Today of all days (considering the terrorist attack in Mumbai, India) has been a day of chesed for me. It all started with a program that I ran at L’Chaim where I work. L’Chaim is an adult day centre for the Jewish community. I talked with them about Israeli authors. This included Aharon Appelfeld who was a child holocaust survivor.
He is quoted as saying:
“Within the horror, I wanted to illustrate the humane sides of the Holocaust, great love, generosity, compassion. Even though a great deluge swept away all, and the Devil celebrated, there were nobility and compassion in the midst of it all. Apparently, selfishness is good for survival, but in fact, generosity is more useful. If you smiled at someone, a bystander saw your smile as well, and benefited from it indirectly. Every person who survived the Holocaust was saved by someone who, at some point, reached out or said a kind word.
“The moment you weakened and someone said to you, ‘Your eyes have the most unique colour’, that would have been enough to make you happy that he noticed your eyes, and that pulled you through another day. This is how I was saved, thanks to people who spoke to me, smiled at me, or gave me a sugar cube or a quarter of a slice of sausage. It was unusual behavior at that time, as if one gave you a quarter of his own house.”
(Quoted from Close Encounters with Twenty Israeli Writers by Eilat Negev, Vallentine Mitchell, 2003)
It amazes me to hear what power chesed can have on others. I might think that when things are so bad, as they were in the Holocaust, then it’s too bad and small things can’t help. But he says that it was the small (or big) acts of kindness that saved his life.
On the way home from work today, I got on the bus and suddenly heard a commotion. It looked like a young woman was being kicked off the bus.
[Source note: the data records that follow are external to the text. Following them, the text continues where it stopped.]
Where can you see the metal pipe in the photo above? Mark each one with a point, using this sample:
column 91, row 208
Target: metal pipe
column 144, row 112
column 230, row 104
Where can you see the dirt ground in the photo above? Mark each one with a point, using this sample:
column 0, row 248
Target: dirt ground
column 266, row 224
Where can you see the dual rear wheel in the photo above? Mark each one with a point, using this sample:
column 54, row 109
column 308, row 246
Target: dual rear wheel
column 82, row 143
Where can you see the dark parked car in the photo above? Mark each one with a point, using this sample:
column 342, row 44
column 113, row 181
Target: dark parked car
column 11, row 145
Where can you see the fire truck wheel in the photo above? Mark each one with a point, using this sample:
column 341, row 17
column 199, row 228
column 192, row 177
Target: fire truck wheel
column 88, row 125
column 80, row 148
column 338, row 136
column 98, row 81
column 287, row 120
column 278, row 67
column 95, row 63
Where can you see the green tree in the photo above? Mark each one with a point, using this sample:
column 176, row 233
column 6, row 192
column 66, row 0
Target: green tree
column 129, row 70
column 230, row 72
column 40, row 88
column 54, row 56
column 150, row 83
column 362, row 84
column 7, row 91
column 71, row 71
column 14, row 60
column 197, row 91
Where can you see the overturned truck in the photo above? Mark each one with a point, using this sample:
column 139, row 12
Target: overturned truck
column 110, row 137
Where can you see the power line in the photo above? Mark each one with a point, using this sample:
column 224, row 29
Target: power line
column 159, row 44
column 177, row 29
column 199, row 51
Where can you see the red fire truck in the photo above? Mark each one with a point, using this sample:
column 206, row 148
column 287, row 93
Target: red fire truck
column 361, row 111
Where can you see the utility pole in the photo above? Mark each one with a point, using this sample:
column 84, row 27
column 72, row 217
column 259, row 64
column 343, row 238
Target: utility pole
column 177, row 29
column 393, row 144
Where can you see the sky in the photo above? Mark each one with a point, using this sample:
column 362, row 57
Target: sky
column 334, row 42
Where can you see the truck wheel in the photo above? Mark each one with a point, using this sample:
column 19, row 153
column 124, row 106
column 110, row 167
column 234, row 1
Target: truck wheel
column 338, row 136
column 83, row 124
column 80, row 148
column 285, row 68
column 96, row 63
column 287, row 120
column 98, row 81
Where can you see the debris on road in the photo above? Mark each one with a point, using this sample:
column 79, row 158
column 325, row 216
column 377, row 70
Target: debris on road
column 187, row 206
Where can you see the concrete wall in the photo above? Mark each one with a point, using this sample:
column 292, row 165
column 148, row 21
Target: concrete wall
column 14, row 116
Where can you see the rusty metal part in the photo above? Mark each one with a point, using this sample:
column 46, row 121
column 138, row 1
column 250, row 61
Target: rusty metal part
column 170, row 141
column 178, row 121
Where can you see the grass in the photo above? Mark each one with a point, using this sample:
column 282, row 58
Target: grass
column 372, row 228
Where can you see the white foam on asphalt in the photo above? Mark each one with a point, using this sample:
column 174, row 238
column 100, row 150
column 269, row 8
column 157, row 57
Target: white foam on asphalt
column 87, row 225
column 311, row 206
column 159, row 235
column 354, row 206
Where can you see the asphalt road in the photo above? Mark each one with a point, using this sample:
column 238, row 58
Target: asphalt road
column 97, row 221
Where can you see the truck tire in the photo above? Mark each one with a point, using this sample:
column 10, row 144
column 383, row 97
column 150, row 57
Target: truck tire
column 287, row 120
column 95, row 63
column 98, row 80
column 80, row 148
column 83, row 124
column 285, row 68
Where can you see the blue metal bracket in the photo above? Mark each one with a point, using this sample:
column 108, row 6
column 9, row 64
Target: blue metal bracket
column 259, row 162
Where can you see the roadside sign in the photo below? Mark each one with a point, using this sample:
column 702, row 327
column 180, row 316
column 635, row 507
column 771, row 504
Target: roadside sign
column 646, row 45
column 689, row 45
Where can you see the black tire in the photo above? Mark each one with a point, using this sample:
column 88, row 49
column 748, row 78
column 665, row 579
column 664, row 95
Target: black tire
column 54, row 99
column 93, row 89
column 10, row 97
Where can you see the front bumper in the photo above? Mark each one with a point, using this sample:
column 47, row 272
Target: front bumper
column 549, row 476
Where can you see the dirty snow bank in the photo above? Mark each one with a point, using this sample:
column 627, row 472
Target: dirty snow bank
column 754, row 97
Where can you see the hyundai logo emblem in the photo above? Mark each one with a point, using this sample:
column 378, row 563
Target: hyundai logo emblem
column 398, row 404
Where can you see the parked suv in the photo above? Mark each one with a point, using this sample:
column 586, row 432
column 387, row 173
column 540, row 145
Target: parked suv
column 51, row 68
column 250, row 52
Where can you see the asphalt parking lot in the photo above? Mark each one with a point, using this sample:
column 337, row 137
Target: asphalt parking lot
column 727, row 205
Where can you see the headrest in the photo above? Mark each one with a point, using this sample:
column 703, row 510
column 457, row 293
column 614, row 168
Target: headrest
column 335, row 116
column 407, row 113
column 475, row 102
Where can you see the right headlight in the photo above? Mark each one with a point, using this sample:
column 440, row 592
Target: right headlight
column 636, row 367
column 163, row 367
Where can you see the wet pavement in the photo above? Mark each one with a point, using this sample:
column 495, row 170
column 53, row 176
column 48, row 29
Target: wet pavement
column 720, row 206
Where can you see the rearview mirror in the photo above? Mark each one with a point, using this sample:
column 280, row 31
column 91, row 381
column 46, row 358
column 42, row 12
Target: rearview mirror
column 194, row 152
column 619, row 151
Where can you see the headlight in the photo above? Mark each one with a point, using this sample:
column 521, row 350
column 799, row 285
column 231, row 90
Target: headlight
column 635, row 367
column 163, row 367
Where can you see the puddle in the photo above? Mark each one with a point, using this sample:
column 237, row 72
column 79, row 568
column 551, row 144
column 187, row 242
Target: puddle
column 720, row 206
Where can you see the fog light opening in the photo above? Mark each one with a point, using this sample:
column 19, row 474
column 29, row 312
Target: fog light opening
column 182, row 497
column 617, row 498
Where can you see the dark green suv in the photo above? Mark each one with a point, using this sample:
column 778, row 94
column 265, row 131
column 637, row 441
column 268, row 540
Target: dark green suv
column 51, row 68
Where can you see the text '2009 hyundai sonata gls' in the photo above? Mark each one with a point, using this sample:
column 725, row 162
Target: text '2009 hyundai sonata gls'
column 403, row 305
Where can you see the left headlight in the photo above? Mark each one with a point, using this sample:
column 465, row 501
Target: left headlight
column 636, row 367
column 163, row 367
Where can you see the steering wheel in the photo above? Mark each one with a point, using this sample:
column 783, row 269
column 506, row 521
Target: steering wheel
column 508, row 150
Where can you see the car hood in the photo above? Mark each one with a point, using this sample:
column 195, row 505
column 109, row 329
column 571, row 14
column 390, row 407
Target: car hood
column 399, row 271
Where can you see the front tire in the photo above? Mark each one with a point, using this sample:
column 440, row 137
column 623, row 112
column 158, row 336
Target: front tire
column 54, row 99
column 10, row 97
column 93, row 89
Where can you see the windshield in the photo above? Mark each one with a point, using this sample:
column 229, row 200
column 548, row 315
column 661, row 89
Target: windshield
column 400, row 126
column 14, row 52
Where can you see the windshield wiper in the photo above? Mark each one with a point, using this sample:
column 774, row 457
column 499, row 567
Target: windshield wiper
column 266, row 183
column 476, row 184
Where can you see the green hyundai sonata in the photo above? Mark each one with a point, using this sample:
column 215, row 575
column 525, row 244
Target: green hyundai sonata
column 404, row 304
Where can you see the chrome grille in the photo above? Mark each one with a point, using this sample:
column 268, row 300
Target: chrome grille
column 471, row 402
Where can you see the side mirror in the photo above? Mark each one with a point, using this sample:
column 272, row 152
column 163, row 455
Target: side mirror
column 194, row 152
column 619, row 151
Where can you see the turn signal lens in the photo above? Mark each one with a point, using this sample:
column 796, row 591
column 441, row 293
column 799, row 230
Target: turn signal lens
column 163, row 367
And I heard the driver say, “It’s not my fault that you don’t have enough money.”
As the girl turned to get off, quickly another young woman stepped forward and said, “Wait. How much is missing?” “Fifty cents,” said the driver. The girl already had her wallet open, quickly took out two quarters and dropped them in the slot.
The two women kept talking once they moved into the bus.
The first young woman was so appreciative yet embarrassed by what had happened. The girl who helped her assured her that these things happen, it’s not a big deal, and that she herself is always worried she’ll get on the bus one day and realize she doesn’t have enough change. And as she arrived at her stop, she gave the young woman a warm smile and said, “Have a good day.” The young woman replied, “Thank you. You too. And thank you so much for your help.” “My pleasure,” was the answer.
My pleasure. That is one way to do things. With pleasure.
A few weeks ago my parents had a woman over for Shabbat with her kids while her husband was out of town. Now, a couple of days ago, my mother went to this girl’s mother’s hat store where she says she finds the nicest hats in Jerusalem.
She told the woman that she really enjoyed having the daughter for Shabbat. The woman got very excited, “It’s you that she went to?!”
After my mother chose the hat she wanted, she asked the woman for the price and the woman said, “It’s on us. As a token of appreciation for having our daughter.” My mother was quick to tell her that this was too big a token but the woman said, “My daughter had such a wonderful time at your place. You were very good to her. And so I want to thank you in this way.”
Do good… And remember that even a smile counts. It does make a difference.